A surprise in fashion is always nice - it's also incredibly rare, in these days of back-to-back shows, 'sneak' previews and live backstage streaming spoiling that previously sacrosanct shock of the new when the first looks hit the catwalk. Maybe that's why Consuelo Castiglioni's latest Autumn/Winter collection for Marni felt quite so satisfying - because it managed to surprise us.

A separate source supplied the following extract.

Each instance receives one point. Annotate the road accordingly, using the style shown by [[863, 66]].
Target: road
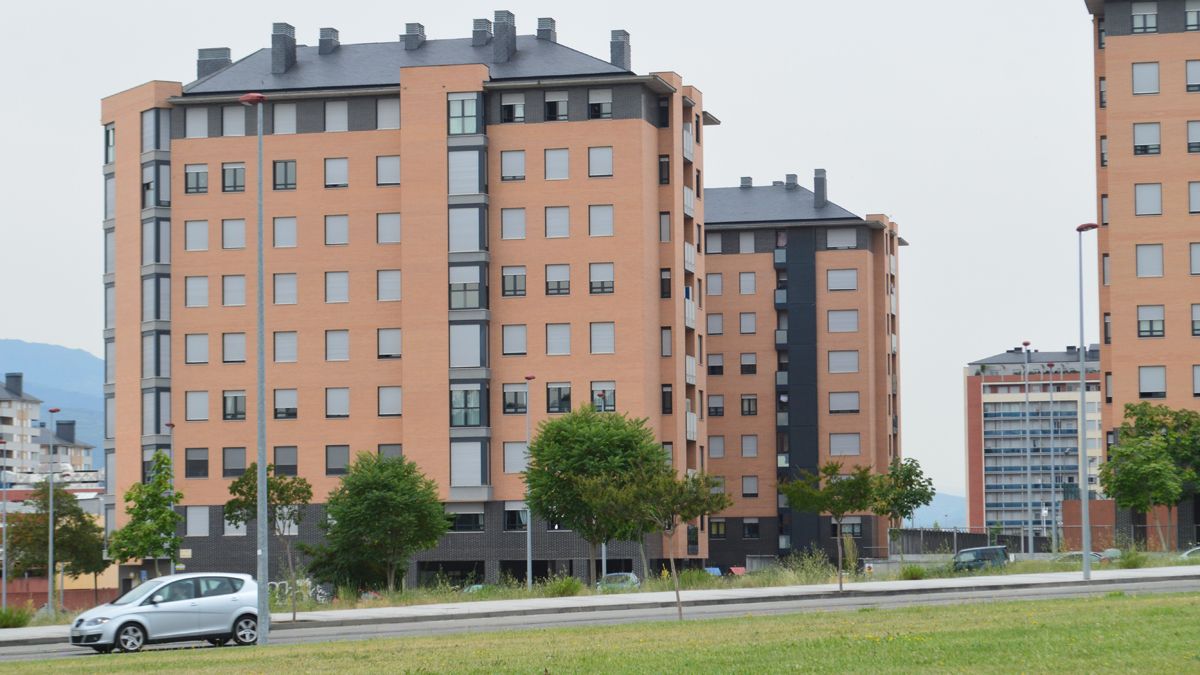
[[316, 634]]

The Marni look is one we all have down pat: clunky shoes, crazy print frocks, a madcap styling trick or six. Basic Little Edie meets Milano jet-set in an artist commune in Tuscany. Today however, Castiglioni added a new element to that mix. Glamour. The openers, all bottle-green and ivory silk spiralled with geometric pattern, conformed to the usual Marni Aesthetic aesthetic, with a graphicism to the prints that conjured up Art Deco and sixties bathroom tiles in equal measure. Quickly, however, Castiglioni tapped into her more sensuous side, with glossy furs belted over tight suits and lurex wrapped into slinky knee-length dresses with a hint of the twenties about them.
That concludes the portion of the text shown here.